Asher Nash sorgt als Model mit Down-Syndrom für Aufsehen. (Kids with Down Syndrome. - Facebook.com)

Wenn über die Schönheitsideale der heutigen Zeit diskutiert wird, ist Down-Syndrom meistens kein Thema. Ein kleiner Racker rüttelt als Model nun aber gehörig an den Konventionen.

Nach medizinischer Definition wird das Down-Syndrom nicht als Krankheit verstanden, da es sich lediglich um eine Abweichung bei der Chromosomenzahl handelt. Weltweit ist Schätzungen zufolge etwa jeder 800. Mensch betroffen, in Österreich liegt die offizielle Zahl bei 9.000. Die meisten Personen mit Down-Syndrom weisen je nach Ausprägung körperliche sowie geistige Beeinträchtigungen auf, oft treten Begleiterkrankungen wie etwa Herzfehler auf. Eine sehr wahrscheinliche schräge Augenlid-Achse sorgt außerdem für ein typisches Aussehen.

Keine Zielgruppe?

In Werbungen sind Menschen mit Down-Syndrom stark unterrepräsentiert. Wird nicht gerade ein Spendenaufruf gestartet, sind sie eigentlich kaum auf Plakatwänden oder am Fernsehschirm zu sehen. Gewissermaßen mag das nachvollziehbar sein, immerhin stellen sie für die allermeisten Firmen keine relevante Zielgruppe dar. Die Organisation "Changing the Face of Beauty" ortet dennoch eine Ungerechtigkeit, die es zu bekämpfen gilt.

Erfolgreich protestiert

Sie setzt sich für mehr Präsenz von körperlich oder geistig beeinträchtigten Menschen in Werbungen ein, dem Down-Syndrom wird dabei besonders viel Aufmerksamkeit gewidmet. So haben sie vor einigen Monaten auch den kleinen Krabbler Asher Nash unterstützt. Dessen Mutter wollte ihn bei einer Modelagentur anmelden, hatte aber aufgrund der Behinderung des Kindes keinen Erfolg. "Changing the Face of Beauty" protestierte prompt via Facebook, nun hat Asher tatsächlich seinen ersten Auftrag an Land gezogen.

Fesch, Fescher, Asher

Auch wenn bei Kindermodels oft der Verdacht naheliegt, die Eltern würden sich für den Job mehr begeistern als ihr Kind selbst, für den etwa 1 ½ Jahre alten Racker kann man sich eigentlich nur freuen. In ausgesprochen fesche Strampler gesteckt, turnt Asher auf den Fotos scheinbar äußerst gut gelaunt herum. Für den Kleidungshersteller selbst dürfte sich die Aktion auch ausgezahlt haben, schließlich werden die Bilder dank des außergewöhnlichen Models gerade zigfach in den sozialen Medien geteilt.

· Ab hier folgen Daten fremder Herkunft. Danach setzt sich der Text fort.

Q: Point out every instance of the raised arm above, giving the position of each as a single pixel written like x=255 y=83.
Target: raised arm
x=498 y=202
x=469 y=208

Dominoeffekt unwahrscheinlich

So schön es wäre, in der Aktion einen Durchbruch für mehr Vielfalt in der Werbung zu sehen, ganz so eindeutig ist die Sache wohl nicht. Menschen mit Down-Syndrom werden aus ganz nüchternen markttechnischen Gründen wohl nie eine große Werbepräsenz haben. Deshalb Firmen Diskriminierung vorzuwerfen wäre etwas kurzsichtig. Trotzdem ist es beeindruckend, wenn sich Organisationen für mehr Toleranz einsetzen und so schöne Zwischenerfolge feiern können.